Ils murmurent des contes, des rêves étoilés,
« Ne t’inquiète pas, mon enfant, tout est beauté. »
Ils peignent le monde en couleurs éclatantes,
Cachant les ombres, voilant les attentes.

La Terre est prospère, disent-ils avec ferveur,
Les rivières chantent, le ciel porte des fleurs.
Ils sculptent un jardin, parfait et paisible,
Un royaume d’or, où tout est possible.

« Les fées veillent sur toi," promettent les voix,
"Les petites souris dansent sous tes pas. »
Ils tissent des songes doux comme la soie,
Faisant croire que la douleur s’efface d’un doigt.

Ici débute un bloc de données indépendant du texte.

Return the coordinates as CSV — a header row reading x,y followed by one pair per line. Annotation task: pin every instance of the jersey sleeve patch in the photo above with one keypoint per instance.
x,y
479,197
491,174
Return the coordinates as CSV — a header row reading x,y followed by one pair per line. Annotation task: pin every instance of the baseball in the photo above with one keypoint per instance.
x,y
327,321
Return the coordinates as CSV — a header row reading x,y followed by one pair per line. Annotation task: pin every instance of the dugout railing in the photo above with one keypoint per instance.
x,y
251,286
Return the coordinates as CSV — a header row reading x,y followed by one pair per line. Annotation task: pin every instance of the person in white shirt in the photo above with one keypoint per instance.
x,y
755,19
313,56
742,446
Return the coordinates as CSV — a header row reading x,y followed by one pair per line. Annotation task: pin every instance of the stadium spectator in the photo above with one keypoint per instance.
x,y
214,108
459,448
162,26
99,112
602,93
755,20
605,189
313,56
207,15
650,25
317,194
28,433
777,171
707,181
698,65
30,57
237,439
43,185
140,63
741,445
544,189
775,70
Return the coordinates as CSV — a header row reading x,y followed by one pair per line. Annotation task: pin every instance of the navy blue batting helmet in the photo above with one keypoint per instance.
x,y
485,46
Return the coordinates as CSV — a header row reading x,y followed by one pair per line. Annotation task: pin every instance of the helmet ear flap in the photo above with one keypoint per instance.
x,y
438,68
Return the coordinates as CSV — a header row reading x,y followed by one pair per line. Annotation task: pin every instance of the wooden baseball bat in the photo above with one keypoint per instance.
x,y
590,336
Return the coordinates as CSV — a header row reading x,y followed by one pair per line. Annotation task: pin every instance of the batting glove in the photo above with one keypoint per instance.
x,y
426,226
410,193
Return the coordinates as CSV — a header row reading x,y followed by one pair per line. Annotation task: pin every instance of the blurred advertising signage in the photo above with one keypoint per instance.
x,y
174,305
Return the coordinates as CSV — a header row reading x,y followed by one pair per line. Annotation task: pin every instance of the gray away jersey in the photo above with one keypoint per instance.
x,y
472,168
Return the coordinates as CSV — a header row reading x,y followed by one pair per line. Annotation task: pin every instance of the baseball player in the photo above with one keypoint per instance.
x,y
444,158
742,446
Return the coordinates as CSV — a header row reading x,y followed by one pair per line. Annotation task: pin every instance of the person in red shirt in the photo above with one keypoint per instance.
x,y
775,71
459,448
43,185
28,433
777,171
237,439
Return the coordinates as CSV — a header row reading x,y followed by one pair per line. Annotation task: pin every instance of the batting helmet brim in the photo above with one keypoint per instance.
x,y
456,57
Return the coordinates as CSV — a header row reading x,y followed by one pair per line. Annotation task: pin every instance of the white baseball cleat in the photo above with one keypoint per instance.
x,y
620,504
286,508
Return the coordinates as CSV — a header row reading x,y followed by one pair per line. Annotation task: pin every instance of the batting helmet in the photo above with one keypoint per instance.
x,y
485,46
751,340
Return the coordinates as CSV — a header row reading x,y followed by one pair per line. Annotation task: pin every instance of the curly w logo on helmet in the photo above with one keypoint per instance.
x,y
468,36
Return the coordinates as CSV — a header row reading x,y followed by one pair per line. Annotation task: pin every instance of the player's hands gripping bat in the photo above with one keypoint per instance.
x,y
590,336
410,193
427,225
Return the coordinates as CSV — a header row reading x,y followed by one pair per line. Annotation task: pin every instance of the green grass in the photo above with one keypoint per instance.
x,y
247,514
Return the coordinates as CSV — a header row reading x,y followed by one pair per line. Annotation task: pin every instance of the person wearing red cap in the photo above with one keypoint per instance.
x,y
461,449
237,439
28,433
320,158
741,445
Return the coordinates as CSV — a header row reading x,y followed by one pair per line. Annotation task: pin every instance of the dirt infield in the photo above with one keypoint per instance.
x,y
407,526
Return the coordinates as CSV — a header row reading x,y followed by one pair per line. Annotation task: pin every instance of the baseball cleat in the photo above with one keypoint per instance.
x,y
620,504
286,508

Mais l’illusion a un prix que l’on cache bien,
Elle s’infiltre, discrète, dans chaque refrain.
Et lorsque l’enfant grandit, découvre le monde,
La vérité rugit, et son âme s’effondre.

Les rêves de cristal se brisent sous ses yeux,
Le ciel se ternit, la Terre n’est plus bleue.
Les fées se taisent, les souris s’enfuient,
Et l’enfant, perdu, cherche des appuis.

Car sous chaque sourire, sous chaque promesse,
Se cachait un poids, une immense détresse.
La réalité crie, plus forte que l’illusion,
Et l’enfant vacille sous l’érosion.

Les contes de fées se changent en mirage,
Chaque mot doux devient lourd héritage.
Le coup de poignard, bien planté dans son cœur,
N'est autre que l’amour, caché par la peur.

« Pourquoi ne m’ont-ils pas dit, pourquoi ce voile ? »
Se demande l’enfant, égaré sous les étoiles.
Il marche sur des chemins que personne n’a tracés,
Luttant pour comprendre ce qui lui a été masqué.

Car l’illusion douce d’un monde parfait,
Ne prépare jamais à la réalité concrète.
Elle éclate, se dissipe, tel un rêve trop grand,
Et laisse l’enfant seul face au vent.

Les parents protègent, ils croient bien agir,
Mais l’illusion forgée finit par trahir.
La vérité rugit, implacable et cruelle,
Et l’enfant se débat dans une lutte nouvelle.

Peut-être aurait-il mieux valu dire vrai,
Montrer la Terre telle qu’elle est, sans regret.
Car si la vérité est dure à supporter,
Elle forge une âme prête à l’affronter.

Mais ils ont vendu des rêves, des mirages brillants,
Sans penser au prix que paiera l’enfant.
Et quand l’illusion se meurt dans un dernier cri,
C’est la conscience qui saigne, doucement, sans bruit.